8. The Small Hole in Plane Windows

This seemingly insignificant hole plays an important safety role. The hole helps to regulate how much pressure from the cabin is exerted onto the window’s panes and it makes sure that if the window is going to break, the outer pane goes first, this gives enough time for the plane to drop to a lower altitude to manage the issue.

7. The Blue Part Of The Eraser

Apparently, the blue part of the eraser was never meant to erase pen marks. The soft end (pink/orange) is useful for light grades of paper which the hard gritted side would tear apart, and also for precision erasing, such as removing a light stray mark from among dark marks. On grainy art paper, pencil marks are a pain to remove. The blue end of the eraser is tough and it doesn’t wither away on being used on a more coarse form of paper.

6. The Extra Eyelets on your Shoes

Those extra holes can actually serve an important purpose. They can help make shoes fit better, and thus prevent blisters. The trick is to create what’s known as a “heel lock” or “lace lock” with the extra holes. This method is said to create extra friction between the laces at your ankle, thus keeping the ankle and heel area nice and snug.

Just remember not to tie your laces too tightly.

5. The Hole in Your Spaghetti Spoon 

Estimating the right amount of pasta is difficult—that why your spaghetti spoon is there. That hole in your spaghetti spoon is to measure 1 serving. Now you can stop cooking for the whole neighborhood.

4. That Small Pocket on your Jeans

The tiny little pocket inside a pocket is actually for watches, designed for cowboys in the 1800s. But since we are in 2016 and we are, for the most part, not cowboys, these pockets have taken on new guises. And became a part of the design.

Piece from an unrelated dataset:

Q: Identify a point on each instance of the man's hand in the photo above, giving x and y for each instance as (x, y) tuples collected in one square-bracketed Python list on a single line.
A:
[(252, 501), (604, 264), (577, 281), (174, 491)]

3. That Extra Scrap Of Cloth Included In New Clothes

It’s not to sew torn patches up like we usually thought. They are given so that you can know the nature of the textile material used so that you don’t wash it in a way that can potentially ruin your entire dress. You can check it by washing the sample using a washing powder or bleach to know if it’ll shrink or color bleed.

2. The Holes on The Top of Pen Caps

Yes, it may prevent the ink from drying or reduce the pressure when closing. But it also serves another simple yet ingenious purpose – reducing the risk of choking deaths.

Turns out it’s not just us who love chewing on pen lids – a whole lot of people do it, and that can lead to lids getting accidentally swallowed and lodged in the windpipe, with potentially fatal consequences.

By simply adding a larger hole to the top of the lid, pen company BIC increased air flow and the chance that people would still be able to breathe even if that happens – a design feature that, quite literally, saves lives.

1. The Tiny Buttons on Your Jeans

These little guys have an ACTUAL PURPOSE. Apparently, those buttons are called rivets, and they’re there to prevent jeans from wearing out and ripping at the seam.

Even more interesting, those copper rivets are actually patented by Levi. Young Levi Strauss came up with the idea for the rivets in 1829 when he noticed miners were complaining about how quickly their pants wore out.